The EGFR receptor has been identified as a viable target for targeted therapy, although its role as a target in paediatric solid and CNS tumours remains to be defined. Unlike in adult high grade glioma (HGG), EGFR is only rarely mutated or amplified in paediatric HGG; however, the proportion of CNS and solid tumours expressing EGFR as a target for conjugated antibodies has not previously been well described. In this study we observed a difference in the proportion of patients with EGFR tumours based on tumour type. EGFR positivity by IHC was observed in a high proportion of patients with a high-grade glioma or glioblastoma. The results of this study may be used in the development of further treatment options using EGFR as a target for treatment with therapies such as EDV or bispecific antibodies that rely on EGFR expression rather than mutation or amplification. Alternative EDVs are in development with mitoxantrone replaced with different payloads, which will address multi-drug resistance.

The best anti-tumour response observed in this study was a mixed response to treatment. The small numbers of patients treated at the highest dose-level may impact these findings.

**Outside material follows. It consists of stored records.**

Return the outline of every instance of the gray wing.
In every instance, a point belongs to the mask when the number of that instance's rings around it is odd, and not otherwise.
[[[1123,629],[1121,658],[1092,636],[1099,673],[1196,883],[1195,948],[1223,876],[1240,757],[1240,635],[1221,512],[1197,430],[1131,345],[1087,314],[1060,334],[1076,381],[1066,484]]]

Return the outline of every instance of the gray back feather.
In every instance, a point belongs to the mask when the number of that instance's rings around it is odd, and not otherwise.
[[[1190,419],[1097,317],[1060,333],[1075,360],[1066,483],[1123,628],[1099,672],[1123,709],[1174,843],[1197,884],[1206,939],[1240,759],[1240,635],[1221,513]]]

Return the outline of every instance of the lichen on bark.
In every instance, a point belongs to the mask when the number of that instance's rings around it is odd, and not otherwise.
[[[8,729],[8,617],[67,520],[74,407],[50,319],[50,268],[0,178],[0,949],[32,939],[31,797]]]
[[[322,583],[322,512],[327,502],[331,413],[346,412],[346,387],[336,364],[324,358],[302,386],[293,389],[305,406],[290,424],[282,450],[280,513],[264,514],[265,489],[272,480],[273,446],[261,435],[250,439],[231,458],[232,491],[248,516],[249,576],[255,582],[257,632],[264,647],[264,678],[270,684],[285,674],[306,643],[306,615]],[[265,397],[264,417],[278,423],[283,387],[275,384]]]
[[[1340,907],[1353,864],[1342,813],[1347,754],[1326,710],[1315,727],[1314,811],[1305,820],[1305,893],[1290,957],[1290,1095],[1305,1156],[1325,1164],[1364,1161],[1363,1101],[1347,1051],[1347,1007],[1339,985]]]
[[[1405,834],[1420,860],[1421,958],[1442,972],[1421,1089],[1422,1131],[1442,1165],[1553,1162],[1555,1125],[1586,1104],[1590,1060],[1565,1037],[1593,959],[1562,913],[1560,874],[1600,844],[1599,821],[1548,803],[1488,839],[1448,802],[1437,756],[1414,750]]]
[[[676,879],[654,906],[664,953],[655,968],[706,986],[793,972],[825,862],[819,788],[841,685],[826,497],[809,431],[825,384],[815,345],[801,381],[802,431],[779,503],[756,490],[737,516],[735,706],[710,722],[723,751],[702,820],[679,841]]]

This study has several limitations, particularly due to the small cohort enrolled and treated with the bacterial minicells and the early cessation of the trial. An EDV packed with a different chemotherapeutic payload may improve treatment response; however, this was not tested in this phase I trial and could be the subject of future research. Three patients with DIPG were enrolled without biopsy confirmation of EGFR positivity. It is possible this cohort did not have EGFR positivity, confounding efficacy assessment in these patients.

5 Conclusion

This study demonstrates that EEDVsMit (EGFR-Erbitux receptor targeted EnGeneIC Dream Vector with mitoxantrone) can safely be delivered in paediatric patients aged 2–21 years with relapsed or refractory solid or CNS tumours harbouring EGFR expression. The discovery of EGFR expression in a high proportion of paediatric gliomas means that EGFR may be useful as a target for EDVs carrying payloads to overcome drug resistance or for other targeted treatment strategies.